Date of Award


Document Type


Degree Name

Doctor of Ministry (DMin)



First Advisor

Gregg Borror, DMin

Second Advisor

Karen Claassen, DMin

Third Advisor

Leonard I. Sweet, PhD


Congregational growth remains a dominant model for pastoral ministry in a USAmerican, United Methodist context today. Yet producing sustained growth has proven to be immensely difficult. Ongoing quantitative and qualitative analysis of cultural attitudes toward Christianity today show that the long-standing vocational emphasis on growth has not proven fruitful.

The claim of this work is that the ongoing problem of church decline is not strategic, but semiotic: the basis for continued congregational decline comes not from faulty planning but from a problematic conflation of growth with improvement. For many, Church Growth is influenced by a definition of human and social development shaped by an Enlightenment ideology of progress and is signified with an image of a rising line, the logical end of which would be the achievement of the kingdom of God.

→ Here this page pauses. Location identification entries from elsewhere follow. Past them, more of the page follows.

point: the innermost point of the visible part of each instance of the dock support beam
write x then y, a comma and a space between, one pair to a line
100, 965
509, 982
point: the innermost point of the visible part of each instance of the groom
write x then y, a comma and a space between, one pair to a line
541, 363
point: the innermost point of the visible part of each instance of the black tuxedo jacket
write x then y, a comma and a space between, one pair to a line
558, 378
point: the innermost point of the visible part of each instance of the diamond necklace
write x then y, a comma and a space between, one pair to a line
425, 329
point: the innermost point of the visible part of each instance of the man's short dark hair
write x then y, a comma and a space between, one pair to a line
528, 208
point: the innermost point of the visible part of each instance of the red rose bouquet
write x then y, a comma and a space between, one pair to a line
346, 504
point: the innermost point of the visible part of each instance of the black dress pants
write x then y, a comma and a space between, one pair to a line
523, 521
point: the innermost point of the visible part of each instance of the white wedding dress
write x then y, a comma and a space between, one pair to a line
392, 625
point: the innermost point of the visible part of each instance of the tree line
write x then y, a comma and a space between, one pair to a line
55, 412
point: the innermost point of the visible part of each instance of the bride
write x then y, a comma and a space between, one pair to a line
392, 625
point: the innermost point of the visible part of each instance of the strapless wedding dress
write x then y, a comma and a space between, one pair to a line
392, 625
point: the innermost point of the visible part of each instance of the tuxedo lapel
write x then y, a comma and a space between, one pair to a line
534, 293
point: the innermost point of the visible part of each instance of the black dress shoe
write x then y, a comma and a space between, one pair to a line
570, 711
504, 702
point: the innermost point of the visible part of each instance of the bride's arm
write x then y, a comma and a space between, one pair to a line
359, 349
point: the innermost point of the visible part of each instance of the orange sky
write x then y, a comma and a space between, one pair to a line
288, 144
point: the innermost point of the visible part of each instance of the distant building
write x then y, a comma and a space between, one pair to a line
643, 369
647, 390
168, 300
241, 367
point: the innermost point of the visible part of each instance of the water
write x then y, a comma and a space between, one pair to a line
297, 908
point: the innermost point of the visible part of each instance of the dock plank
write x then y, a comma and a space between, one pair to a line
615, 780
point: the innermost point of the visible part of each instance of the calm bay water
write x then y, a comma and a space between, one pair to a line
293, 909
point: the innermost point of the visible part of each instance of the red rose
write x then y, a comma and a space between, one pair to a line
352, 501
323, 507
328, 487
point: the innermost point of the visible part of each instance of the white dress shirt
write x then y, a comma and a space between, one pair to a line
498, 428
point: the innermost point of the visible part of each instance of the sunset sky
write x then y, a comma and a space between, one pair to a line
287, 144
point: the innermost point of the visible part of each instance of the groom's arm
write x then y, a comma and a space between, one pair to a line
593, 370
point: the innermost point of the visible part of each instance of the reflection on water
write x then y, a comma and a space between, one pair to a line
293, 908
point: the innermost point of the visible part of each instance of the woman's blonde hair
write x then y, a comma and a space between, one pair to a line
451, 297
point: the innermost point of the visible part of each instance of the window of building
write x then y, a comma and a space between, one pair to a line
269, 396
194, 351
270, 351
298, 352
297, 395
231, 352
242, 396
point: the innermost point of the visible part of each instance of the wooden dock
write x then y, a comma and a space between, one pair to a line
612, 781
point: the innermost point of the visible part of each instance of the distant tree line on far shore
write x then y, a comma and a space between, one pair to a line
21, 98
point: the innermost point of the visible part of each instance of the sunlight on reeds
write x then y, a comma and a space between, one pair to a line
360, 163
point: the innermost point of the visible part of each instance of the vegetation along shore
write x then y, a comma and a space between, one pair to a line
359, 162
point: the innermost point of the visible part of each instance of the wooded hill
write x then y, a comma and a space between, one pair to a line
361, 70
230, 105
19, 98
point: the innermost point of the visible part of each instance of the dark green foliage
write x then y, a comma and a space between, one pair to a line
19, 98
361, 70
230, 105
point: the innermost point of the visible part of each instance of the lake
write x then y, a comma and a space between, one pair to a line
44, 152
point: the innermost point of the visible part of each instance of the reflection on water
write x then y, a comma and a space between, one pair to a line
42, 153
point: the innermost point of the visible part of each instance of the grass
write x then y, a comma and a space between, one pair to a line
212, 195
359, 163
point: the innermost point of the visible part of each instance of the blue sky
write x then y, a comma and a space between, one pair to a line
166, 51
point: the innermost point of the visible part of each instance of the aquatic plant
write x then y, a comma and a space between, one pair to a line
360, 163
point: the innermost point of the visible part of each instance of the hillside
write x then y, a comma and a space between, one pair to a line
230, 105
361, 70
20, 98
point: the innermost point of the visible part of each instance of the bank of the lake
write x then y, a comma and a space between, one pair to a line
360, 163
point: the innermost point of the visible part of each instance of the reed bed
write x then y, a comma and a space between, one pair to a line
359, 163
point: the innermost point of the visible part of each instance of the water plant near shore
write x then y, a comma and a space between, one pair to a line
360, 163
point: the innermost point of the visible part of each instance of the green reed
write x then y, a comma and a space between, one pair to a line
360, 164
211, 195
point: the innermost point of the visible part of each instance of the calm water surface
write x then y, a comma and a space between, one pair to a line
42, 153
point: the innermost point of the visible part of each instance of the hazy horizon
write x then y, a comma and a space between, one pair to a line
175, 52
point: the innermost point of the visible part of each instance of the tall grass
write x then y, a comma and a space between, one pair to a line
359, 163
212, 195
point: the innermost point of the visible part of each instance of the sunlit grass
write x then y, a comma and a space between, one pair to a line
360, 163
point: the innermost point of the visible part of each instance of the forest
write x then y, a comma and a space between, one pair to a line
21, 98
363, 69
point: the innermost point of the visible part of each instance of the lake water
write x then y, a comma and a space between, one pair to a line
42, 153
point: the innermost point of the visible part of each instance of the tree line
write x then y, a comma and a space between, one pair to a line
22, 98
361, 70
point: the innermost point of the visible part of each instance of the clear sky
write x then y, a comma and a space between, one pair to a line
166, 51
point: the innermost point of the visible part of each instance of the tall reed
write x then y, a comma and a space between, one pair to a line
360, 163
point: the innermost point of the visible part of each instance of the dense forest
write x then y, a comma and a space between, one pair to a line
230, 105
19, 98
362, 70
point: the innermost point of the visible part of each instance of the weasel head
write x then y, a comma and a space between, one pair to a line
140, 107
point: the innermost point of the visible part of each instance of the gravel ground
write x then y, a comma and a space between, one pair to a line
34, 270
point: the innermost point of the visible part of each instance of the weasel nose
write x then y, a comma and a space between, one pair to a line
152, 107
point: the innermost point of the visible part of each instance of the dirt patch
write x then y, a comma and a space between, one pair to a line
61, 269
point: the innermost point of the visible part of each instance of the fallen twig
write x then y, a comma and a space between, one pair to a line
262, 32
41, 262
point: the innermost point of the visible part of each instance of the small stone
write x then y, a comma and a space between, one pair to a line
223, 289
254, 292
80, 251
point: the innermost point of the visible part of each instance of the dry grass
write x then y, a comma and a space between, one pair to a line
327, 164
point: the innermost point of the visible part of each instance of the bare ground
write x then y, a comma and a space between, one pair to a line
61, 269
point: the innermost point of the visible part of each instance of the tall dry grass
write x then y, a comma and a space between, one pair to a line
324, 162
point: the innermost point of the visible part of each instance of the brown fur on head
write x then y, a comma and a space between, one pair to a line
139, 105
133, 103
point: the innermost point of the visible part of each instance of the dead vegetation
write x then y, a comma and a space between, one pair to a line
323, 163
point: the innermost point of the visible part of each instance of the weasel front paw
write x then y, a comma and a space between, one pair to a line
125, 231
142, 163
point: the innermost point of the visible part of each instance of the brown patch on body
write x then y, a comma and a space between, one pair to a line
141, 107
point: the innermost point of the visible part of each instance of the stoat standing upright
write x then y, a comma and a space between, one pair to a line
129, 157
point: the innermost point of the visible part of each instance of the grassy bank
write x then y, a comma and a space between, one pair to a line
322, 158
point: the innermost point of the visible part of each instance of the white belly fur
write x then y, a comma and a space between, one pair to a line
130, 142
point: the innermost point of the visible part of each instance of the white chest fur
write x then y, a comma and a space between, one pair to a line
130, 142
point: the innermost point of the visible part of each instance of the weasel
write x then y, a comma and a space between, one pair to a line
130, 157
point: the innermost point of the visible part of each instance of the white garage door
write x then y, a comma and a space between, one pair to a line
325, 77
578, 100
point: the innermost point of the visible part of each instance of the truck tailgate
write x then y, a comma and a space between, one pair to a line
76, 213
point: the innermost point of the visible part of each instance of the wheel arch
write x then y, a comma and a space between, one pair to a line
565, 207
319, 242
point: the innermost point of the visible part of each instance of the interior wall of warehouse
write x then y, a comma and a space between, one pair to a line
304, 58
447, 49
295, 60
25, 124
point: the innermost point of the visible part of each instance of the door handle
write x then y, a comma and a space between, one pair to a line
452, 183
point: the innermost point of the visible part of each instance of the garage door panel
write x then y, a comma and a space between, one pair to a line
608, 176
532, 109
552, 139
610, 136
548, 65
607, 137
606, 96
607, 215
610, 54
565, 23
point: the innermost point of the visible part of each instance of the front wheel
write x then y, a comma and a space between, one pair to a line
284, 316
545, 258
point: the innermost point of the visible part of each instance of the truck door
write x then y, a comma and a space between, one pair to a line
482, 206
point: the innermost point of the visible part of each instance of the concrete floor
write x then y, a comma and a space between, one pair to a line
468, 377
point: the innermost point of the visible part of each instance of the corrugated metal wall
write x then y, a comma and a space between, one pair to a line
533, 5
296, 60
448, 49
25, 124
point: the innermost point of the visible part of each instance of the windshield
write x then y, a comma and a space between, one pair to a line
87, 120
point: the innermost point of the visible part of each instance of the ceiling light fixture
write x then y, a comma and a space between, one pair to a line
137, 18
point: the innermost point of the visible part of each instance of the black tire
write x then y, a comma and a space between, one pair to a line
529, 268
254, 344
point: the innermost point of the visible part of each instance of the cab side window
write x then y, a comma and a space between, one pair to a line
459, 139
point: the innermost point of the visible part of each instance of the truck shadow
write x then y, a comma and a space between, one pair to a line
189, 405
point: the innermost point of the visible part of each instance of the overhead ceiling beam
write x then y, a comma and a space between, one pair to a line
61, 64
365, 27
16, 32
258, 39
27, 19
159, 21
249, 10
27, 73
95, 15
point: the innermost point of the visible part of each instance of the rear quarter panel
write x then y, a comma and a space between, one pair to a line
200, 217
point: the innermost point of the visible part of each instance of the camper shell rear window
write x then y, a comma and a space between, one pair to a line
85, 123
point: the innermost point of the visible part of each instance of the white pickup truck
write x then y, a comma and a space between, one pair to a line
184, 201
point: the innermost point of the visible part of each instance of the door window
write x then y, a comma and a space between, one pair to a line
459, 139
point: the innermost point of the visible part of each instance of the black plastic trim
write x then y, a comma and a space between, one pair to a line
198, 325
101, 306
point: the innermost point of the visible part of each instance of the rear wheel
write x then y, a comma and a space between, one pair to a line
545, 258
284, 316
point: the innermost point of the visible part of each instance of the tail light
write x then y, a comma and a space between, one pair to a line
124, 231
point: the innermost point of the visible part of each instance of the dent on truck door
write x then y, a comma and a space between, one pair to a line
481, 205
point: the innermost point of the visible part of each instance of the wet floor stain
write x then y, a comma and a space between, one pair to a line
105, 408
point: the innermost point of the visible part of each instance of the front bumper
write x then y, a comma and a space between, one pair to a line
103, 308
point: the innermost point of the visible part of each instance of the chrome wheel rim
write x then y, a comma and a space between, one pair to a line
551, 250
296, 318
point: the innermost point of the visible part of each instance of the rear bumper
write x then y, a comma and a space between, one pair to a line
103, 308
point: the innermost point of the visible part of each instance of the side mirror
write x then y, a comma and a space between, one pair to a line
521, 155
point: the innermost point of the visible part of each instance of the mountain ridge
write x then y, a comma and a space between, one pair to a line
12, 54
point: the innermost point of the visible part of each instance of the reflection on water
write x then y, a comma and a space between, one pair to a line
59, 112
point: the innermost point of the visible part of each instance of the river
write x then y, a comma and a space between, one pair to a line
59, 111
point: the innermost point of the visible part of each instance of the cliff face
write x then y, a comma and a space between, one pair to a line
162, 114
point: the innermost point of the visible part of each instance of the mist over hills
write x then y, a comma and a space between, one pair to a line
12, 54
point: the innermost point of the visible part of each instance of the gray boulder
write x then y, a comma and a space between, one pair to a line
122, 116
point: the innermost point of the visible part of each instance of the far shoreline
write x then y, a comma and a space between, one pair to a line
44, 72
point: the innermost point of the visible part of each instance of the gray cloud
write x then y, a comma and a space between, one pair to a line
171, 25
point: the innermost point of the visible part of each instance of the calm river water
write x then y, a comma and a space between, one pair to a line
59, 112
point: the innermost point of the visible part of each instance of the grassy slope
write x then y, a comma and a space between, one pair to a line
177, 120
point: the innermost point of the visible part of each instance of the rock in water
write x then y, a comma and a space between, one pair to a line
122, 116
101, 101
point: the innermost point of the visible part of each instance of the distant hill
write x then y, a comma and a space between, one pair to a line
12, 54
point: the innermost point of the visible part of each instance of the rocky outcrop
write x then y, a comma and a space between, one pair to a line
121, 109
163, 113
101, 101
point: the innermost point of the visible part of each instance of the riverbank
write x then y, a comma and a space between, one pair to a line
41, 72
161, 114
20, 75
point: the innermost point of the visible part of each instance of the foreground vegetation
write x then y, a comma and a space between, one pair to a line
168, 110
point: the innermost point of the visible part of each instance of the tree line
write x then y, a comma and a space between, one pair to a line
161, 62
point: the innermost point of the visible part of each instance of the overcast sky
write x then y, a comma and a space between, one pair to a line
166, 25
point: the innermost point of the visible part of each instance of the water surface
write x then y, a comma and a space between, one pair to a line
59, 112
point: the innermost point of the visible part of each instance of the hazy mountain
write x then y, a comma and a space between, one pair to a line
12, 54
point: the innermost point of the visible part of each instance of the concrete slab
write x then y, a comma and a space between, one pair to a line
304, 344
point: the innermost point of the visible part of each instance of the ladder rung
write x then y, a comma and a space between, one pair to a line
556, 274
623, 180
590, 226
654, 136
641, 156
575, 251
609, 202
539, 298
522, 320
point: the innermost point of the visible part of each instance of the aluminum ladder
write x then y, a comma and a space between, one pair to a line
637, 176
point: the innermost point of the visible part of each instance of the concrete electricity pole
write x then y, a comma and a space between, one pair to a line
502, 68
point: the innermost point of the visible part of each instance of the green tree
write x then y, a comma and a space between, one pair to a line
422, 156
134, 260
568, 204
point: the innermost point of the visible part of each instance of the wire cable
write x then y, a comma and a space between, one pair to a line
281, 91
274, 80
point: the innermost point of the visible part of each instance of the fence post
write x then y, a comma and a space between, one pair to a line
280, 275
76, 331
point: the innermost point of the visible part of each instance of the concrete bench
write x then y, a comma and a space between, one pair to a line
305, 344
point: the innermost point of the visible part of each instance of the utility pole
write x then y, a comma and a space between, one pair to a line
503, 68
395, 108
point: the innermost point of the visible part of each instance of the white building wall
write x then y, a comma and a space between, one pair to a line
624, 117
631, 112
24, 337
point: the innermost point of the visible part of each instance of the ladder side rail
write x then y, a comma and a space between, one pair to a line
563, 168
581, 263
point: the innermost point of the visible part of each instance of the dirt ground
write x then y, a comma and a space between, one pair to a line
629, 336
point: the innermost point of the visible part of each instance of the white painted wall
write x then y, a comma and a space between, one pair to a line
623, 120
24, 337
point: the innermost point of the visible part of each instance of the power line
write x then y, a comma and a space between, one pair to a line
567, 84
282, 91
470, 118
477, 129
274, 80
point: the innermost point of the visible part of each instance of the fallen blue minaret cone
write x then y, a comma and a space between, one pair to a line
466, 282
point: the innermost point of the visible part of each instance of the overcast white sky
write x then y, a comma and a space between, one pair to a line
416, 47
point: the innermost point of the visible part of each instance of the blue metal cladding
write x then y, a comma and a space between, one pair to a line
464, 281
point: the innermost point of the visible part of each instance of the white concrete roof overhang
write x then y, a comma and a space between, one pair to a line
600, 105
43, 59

The primary goal of this work is iconoclastic. Attempts to create lasting change in the church begin not simply by naming new images, but by breaking persistent, problematic images. Part One outlines the current state of congregational decline and scans a fifty-year history of church growth initiatives. Part Two examines the development of an ideology of progress, signified as an ascending line to heaven and examines theological and historical foundations of a faulty understanding of growth. Part Three examines church responses to the ideology of progress, including “ecclesiologies of improvement”, and offers biblical and theological rationale for the insufficiency of improvement as an image for understanding the nature and purpose of the church. Breaking the limitations of the image of the incline will free pastors to rediscover biblical definitions for growth. I conclude with alternative images worthy of further research.